Kresna mendengar itu lalu membuka dompetnya.
"Hei, dimana kamu membeli kontak lensa itu? Itu terlihat bagus," ucap wanita itu sambil menatap mata merah Kresna.
Kresna menyentuh matanya. "Ini bukan kontak lensa. Mataku menjadi seperti ini sejak aku masuk ke neraka."
Wanita itu tertawa sambil menerima uang Kresna. "Kamu tampan dan memiliki humor yang bagus. Jadi, aku akan memberi bonus khusus untukmu."
Kresna menerima uang kembalian dan permen lolipop yang diberikan wanita itu.
"Terlihat manis," komentar Kresna datar.
"Sama-sama. Sampai jumpa!" Wanita itu melambaikan tangannya saat Kresna berbalik pergi.
Dia menghela napas. "Pria tampan memang menyenangkan mata," gumamnya kemudian kembali bekerja melayani pelanggan di kedai yang semakin ramai itu.

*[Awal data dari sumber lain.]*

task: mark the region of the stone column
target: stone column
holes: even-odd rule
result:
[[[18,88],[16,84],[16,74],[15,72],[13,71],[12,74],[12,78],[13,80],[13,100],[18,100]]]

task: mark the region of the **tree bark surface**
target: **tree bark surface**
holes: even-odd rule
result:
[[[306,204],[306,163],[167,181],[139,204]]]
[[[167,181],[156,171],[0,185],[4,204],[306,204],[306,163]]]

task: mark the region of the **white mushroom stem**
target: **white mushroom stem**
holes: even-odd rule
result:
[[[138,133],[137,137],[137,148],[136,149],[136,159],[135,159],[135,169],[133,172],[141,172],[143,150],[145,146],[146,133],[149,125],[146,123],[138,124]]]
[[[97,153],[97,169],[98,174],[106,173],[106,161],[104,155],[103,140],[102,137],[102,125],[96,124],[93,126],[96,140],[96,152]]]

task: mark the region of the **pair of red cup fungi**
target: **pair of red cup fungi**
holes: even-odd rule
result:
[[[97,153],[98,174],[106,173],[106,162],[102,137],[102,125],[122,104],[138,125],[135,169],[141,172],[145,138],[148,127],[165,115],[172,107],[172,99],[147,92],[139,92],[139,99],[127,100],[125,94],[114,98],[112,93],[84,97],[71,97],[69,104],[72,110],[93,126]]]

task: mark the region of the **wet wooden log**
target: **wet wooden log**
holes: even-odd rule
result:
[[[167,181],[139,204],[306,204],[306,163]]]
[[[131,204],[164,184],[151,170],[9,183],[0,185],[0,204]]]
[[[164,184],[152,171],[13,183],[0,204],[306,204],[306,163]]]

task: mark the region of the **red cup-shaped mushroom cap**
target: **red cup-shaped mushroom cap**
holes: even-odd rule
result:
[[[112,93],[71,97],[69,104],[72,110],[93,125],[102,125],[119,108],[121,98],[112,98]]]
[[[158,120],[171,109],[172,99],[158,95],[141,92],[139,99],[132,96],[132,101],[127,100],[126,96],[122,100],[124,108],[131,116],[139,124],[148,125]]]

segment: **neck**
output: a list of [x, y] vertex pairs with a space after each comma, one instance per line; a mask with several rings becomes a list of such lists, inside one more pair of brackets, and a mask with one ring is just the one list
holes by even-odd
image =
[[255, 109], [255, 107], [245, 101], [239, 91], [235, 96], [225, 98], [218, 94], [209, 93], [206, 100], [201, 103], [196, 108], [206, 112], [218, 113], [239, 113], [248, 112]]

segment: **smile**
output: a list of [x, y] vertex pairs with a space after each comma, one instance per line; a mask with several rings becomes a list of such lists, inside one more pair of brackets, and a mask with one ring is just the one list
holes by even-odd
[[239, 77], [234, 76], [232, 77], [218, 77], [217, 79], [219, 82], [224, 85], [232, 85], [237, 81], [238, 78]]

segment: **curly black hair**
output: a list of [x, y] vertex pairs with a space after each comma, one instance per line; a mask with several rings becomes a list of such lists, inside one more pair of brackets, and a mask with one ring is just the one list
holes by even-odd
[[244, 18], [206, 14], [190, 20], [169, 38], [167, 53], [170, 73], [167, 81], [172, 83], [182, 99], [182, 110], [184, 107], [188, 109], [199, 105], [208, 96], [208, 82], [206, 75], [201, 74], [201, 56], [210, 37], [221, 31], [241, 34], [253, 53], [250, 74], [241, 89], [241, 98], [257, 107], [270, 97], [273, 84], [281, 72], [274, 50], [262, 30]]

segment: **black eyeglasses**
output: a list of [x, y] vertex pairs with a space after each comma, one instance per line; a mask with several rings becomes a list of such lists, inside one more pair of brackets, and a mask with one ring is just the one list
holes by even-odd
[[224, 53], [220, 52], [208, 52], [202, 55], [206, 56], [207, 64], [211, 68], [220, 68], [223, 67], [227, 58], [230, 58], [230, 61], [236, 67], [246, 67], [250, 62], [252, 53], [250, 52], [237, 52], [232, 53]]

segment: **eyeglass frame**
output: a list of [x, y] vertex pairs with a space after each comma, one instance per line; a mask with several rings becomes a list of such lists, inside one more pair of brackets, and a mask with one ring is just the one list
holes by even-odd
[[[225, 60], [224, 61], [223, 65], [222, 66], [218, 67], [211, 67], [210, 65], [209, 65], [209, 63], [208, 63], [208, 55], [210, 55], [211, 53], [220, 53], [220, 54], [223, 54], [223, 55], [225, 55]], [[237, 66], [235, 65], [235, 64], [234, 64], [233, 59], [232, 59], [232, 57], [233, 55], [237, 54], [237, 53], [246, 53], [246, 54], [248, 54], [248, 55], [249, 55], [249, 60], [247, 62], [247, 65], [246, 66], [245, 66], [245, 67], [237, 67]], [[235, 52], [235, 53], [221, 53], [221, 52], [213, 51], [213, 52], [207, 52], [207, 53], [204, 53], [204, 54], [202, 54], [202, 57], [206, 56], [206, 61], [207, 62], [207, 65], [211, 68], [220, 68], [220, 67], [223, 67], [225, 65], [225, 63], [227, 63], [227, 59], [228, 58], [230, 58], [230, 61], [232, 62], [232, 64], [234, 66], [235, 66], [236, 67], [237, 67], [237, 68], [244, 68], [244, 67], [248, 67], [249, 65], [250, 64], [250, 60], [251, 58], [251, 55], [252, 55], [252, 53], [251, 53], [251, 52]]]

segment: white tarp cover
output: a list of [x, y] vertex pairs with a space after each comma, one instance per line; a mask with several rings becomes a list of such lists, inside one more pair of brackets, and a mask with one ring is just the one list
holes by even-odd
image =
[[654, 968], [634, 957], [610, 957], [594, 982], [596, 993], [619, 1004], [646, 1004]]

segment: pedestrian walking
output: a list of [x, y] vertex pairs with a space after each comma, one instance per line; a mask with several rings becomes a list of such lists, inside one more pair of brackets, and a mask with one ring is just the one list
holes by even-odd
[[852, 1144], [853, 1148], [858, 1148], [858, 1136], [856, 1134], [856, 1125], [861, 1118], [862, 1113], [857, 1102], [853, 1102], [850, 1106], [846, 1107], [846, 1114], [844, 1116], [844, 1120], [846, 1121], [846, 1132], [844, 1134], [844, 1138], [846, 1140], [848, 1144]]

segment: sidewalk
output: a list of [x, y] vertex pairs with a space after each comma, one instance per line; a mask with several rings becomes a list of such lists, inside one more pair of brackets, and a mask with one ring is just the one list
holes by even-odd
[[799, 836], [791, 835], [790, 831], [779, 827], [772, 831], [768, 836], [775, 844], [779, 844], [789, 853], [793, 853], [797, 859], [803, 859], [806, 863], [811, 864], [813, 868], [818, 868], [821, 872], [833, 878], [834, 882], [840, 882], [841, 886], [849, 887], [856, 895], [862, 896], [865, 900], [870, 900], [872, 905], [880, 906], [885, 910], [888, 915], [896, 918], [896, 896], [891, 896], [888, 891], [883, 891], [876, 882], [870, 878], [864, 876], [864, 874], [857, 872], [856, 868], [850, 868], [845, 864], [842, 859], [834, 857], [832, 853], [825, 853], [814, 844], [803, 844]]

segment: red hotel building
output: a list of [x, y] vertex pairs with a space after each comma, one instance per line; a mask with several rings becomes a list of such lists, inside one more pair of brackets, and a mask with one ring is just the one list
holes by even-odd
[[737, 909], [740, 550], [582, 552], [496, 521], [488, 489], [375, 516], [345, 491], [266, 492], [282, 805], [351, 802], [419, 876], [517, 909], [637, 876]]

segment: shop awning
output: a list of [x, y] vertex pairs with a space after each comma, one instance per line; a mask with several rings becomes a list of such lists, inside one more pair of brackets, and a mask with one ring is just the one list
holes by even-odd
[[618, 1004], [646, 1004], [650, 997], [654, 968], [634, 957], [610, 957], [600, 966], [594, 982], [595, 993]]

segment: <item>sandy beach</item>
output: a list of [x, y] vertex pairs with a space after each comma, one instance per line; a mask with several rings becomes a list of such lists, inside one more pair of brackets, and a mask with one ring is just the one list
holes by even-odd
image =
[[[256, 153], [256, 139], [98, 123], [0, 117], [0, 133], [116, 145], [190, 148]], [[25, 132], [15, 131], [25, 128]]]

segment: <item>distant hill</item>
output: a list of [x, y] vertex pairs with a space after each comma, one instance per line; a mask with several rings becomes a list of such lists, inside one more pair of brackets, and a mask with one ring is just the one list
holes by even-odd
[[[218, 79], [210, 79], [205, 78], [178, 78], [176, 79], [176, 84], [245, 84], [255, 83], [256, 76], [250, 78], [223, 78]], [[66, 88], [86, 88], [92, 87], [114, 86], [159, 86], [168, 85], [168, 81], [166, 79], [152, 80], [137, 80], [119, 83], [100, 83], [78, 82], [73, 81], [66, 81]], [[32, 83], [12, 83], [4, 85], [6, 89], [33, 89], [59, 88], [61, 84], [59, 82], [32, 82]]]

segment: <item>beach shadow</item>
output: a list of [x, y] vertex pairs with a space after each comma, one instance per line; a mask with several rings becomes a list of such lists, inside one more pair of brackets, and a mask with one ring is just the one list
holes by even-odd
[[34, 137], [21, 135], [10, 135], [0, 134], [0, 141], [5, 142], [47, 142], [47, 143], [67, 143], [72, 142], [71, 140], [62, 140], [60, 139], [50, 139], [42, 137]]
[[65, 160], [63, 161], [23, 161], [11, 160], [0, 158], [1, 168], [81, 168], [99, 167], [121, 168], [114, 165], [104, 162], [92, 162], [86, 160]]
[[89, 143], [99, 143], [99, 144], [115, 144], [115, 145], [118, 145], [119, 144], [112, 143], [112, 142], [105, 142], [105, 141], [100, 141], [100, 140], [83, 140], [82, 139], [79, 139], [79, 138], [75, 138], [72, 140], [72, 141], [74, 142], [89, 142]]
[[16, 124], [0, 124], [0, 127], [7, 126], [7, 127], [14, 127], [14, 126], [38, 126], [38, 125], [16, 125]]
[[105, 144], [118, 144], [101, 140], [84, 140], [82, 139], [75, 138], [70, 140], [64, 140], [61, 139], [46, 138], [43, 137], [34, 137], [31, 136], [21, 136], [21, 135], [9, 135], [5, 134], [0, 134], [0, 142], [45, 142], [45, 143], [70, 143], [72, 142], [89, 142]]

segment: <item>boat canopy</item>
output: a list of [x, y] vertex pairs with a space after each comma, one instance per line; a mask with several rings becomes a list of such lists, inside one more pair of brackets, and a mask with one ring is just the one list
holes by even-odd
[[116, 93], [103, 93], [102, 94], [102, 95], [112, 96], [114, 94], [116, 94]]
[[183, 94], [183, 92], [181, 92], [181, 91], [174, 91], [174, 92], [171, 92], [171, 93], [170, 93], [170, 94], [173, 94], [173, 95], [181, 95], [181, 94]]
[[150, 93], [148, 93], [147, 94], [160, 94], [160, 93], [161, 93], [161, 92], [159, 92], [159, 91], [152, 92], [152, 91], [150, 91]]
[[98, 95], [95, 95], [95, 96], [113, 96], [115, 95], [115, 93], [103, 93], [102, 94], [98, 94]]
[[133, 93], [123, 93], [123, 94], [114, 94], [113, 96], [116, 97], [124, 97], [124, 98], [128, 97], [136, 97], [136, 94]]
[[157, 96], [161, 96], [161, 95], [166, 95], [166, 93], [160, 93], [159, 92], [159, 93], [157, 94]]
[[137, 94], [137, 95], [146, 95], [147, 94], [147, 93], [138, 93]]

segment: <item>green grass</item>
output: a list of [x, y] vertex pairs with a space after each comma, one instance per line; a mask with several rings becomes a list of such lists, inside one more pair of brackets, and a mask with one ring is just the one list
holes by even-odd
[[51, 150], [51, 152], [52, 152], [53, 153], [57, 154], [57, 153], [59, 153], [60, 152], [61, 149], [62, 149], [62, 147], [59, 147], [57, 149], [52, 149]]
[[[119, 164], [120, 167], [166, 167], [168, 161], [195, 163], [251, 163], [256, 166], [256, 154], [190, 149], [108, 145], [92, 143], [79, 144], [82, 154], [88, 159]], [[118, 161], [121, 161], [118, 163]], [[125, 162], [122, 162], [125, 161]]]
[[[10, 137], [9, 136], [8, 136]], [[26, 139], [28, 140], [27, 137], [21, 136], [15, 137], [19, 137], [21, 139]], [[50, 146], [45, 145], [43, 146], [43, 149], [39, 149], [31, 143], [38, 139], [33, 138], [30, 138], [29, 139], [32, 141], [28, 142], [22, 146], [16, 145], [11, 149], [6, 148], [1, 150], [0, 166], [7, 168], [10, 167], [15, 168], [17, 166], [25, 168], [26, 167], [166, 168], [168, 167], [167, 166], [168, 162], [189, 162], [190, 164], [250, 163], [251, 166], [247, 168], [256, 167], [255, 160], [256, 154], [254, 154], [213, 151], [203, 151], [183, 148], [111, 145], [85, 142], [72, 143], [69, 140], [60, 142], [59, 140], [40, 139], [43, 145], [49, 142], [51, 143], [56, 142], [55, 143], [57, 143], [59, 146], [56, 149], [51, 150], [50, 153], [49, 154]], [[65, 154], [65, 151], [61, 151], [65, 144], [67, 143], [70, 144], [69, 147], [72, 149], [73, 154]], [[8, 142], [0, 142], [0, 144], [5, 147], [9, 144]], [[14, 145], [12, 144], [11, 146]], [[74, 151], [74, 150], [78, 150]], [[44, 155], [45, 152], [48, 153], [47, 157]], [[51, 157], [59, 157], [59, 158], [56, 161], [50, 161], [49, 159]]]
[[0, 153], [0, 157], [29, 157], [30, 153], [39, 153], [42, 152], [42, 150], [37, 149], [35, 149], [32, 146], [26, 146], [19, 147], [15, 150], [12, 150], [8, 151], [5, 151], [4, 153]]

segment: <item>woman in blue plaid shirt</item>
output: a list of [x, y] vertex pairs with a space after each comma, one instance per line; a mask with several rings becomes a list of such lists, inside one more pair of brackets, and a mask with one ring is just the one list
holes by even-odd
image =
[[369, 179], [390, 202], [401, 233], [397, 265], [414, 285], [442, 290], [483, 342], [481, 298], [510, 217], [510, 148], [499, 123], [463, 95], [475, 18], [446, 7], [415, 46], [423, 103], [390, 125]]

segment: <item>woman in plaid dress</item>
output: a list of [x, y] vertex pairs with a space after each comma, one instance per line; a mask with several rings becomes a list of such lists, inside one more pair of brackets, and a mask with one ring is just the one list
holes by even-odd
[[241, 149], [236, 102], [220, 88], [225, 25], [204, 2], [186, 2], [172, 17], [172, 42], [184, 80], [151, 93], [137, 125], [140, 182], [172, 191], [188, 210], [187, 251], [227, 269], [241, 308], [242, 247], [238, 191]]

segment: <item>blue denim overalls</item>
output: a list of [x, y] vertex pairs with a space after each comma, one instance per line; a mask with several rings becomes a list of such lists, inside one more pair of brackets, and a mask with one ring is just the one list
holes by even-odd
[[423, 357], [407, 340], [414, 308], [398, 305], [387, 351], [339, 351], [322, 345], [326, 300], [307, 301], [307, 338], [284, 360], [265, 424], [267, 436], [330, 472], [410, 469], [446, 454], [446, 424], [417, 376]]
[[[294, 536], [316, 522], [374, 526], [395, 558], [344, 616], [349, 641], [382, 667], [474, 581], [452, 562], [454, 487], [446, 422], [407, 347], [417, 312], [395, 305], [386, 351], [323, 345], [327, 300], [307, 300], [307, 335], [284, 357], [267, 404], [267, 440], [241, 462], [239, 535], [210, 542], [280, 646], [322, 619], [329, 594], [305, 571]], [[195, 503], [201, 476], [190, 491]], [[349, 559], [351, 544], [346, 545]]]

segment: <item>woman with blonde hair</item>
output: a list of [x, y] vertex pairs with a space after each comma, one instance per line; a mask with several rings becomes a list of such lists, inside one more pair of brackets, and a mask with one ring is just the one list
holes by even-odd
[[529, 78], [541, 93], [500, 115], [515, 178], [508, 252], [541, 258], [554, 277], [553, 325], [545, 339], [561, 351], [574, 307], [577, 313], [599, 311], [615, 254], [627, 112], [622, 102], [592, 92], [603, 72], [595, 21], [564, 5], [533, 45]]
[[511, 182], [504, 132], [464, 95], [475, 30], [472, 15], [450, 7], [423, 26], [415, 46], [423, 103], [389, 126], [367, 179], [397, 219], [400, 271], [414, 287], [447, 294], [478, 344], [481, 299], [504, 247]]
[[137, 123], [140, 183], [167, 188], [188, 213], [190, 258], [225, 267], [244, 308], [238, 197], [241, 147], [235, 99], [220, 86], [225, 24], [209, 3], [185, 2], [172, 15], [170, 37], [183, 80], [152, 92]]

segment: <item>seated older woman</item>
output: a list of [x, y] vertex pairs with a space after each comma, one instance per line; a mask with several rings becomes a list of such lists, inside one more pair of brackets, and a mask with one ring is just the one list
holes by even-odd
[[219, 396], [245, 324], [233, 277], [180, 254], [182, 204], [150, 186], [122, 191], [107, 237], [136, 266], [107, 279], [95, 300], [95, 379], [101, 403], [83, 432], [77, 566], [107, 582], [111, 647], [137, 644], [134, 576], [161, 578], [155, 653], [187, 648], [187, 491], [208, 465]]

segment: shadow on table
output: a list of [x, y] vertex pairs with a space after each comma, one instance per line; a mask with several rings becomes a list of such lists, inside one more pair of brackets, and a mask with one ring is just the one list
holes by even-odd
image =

Kresna menghampiri Dewi yang asyik bermain dengan kucing liar lalu menyerahkan permen lolipop pink yang baru saja dia dapatkan. "Untukmu."
Dewi melihat permen lolipop dan matanya bersinar. "Terima kasih!"
Kresna hanya mengangguk samar. Tidak ada yang menyadari bahwa dalam hatinya ada kembang api yang meledak-meledak, termasuk dirinya sendiri.